Não sei se o vírus apareceu primeiro em WUHAN, há especialistas Americanos e Italianos que garantem que o inusitado número de ocorrências de pneumonia e o elevado número de mortos provocado por esta doença em 2019 terá sido, de facto, motivado pelo COVID 19.
É verdade que o vírus se expandiu em primeiro lugar em Whuan, mas os chineses souberam circunscrevê-lo e tomaram medidas drásticas ou draconianas, se quiserem, para o combater; também a Coreia do Sul fez o mesmo com idêntico sucesso; um território que nos é muito querido, Macau, ainda com mais sucesso, para bem da grande comunidade portuguesa que lá vive e trabalha.
Dizem que Wuhan é perto de Xangai e de Pequim e muito longe de Milão e Nova York.
Quando, em 1986, o Desportivo de Chaves ascendeu à primeira divisão, um acontecimento histórico para a isolada província de Trás-os-Montes, o então presidente do Benfica Fernando Martins declarou, para revolta dos flavienses, que era mais fácil ir jogar a Moscovo do que a Chaves.
Sem tráfego aéreo a pneumónica de 1918 assolou o mundo inteiro, matou mais de 50 milhões de pessoas, e chamaram-lhe gripe espanhola, sem ter começado em Espanha.
Por isso a estória das distâncias é ridícula e obsoleta.

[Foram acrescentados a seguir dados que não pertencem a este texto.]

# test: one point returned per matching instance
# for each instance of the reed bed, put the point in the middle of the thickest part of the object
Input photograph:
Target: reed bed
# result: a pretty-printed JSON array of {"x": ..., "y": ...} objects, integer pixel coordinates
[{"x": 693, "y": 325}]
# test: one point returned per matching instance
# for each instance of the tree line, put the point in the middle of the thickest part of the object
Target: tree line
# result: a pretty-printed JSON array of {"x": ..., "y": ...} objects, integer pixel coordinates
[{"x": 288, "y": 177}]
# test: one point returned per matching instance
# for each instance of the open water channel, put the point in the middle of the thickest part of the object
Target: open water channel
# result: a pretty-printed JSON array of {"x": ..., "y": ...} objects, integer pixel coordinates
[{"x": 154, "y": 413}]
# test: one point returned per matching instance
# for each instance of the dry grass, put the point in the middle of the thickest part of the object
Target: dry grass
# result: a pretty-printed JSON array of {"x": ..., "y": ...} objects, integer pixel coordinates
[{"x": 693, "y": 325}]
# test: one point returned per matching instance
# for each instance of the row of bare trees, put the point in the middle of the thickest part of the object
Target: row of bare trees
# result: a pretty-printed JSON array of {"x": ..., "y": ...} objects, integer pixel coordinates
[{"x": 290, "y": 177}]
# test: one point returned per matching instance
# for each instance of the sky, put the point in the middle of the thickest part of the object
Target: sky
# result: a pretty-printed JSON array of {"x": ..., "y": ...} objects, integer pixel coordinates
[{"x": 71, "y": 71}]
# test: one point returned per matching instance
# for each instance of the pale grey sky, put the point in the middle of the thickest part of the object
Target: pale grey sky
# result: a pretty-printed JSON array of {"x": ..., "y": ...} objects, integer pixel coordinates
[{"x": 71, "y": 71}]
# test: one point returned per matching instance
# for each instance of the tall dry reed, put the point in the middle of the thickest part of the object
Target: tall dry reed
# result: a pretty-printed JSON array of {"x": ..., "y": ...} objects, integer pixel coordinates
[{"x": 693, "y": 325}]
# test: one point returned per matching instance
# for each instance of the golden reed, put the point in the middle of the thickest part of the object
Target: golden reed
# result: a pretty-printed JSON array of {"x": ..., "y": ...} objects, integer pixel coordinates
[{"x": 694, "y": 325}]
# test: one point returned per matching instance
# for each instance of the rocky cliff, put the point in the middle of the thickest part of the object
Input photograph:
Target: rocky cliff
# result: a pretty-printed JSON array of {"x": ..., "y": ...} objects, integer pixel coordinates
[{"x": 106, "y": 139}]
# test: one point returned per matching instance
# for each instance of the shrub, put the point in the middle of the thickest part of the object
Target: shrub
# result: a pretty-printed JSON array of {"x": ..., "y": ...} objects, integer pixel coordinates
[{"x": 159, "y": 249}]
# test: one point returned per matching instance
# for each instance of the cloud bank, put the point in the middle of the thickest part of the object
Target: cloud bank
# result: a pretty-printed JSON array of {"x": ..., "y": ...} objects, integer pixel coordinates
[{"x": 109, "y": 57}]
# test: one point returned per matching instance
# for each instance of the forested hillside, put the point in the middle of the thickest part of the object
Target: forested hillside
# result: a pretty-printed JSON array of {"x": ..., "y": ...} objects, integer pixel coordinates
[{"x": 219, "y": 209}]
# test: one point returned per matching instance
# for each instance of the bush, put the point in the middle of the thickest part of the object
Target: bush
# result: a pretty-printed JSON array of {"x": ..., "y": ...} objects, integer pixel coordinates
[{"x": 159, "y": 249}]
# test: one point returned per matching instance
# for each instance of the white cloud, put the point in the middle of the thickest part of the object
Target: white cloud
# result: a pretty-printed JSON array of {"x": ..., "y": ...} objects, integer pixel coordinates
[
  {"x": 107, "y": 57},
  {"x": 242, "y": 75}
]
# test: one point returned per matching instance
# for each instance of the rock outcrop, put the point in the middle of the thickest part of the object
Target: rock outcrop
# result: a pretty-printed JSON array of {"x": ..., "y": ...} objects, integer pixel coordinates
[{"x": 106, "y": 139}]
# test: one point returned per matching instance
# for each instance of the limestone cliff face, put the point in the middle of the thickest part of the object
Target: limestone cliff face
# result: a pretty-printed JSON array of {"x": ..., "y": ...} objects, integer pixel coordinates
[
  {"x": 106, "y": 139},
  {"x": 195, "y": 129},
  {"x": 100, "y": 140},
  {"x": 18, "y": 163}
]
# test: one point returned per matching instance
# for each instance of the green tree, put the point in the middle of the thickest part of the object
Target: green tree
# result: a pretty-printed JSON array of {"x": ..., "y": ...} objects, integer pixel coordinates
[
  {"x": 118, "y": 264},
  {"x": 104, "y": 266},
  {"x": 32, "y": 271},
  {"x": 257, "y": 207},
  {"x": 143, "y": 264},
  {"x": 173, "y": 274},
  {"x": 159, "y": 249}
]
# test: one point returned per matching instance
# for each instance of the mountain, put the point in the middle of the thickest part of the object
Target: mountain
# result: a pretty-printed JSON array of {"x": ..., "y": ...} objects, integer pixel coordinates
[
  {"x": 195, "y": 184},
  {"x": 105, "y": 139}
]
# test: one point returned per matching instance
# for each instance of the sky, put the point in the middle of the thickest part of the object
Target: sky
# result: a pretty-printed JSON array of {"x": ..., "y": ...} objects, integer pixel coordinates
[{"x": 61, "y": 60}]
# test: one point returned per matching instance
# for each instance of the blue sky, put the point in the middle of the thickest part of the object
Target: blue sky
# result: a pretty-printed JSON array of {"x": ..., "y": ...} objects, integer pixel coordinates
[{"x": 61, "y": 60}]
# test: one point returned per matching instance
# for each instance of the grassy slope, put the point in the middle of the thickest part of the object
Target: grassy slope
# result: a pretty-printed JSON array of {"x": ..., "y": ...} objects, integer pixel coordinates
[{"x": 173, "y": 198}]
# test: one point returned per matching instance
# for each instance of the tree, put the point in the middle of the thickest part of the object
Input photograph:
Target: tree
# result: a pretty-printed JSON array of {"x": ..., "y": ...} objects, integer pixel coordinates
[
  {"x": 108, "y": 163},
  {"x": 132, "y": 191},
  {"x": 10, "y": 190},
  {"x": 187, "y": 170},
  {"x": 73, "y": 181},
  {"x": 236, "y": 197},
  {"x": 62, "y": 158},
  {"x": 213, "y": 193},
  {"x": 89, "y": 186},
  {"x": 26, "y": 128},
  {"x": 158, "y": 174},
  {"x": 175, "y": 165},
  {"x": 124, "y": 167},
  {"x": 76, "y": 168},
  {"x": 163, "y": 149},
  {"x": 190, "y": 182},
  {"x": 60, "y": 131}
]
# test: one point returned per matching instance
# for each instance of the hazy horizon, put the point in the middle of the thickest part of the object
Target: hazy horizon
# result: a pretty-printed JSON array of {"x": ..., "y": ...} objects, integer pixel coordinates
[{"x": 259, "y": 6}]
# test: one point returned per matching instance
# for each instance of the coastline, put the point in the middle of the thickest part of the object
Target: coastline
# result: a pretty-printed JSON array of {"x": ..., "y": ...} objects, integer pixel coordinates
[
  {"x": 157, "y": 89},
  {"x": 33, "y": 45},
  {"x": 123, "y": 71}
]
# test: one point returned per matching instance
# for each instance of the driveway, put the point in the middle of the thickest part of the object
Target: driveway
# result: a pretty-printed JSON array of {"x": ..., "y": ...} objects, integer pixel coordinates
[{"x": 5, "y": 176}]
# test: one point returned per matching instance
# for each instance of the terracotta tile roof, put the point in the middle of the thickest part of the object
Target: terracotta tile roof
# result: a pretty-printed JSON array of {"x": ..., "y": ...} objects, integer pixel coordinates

Enquanto a China, Coreia, Macau e Hong Kong, combatiam com êxito a propagação do vírus, líderes populistas e obscuros ocidentais, como Trump e Salvini; Boris Johnson e Bolsonaro, negavam a perigosidade do vírus; essa espécie de presidente, que existe no Brasil,continua a negar.
A histeria anti-chinesa quer justificar o insucesso do ocidente.
Se a situação nos Estados Unidos está fora de controlo, é porque os americanos não têm um sistema nacional de saúde, Trump destruiu o Obamacare, 28 milhões de americanos não têm acesso a qualquer tipo de saúde, gastam infinitamente mais em armamento, incluído armas pessoais do que na saúde, gostam muita mais em espionagem do que na saúde, gastam muito mais em invasões a outros países do que na saúde.
Que construam dois hospitais com 1000 e 1500 camas em 8 dias.
NÃO CULPEM A CHINA PELAS DESASTROSAS POLÍTICAS AMERICANAS.
É com orgulho que assisto ao combate, sereno e eficaz do meu país, a esta avalanche de desgraça que desabou sobre a humanidade.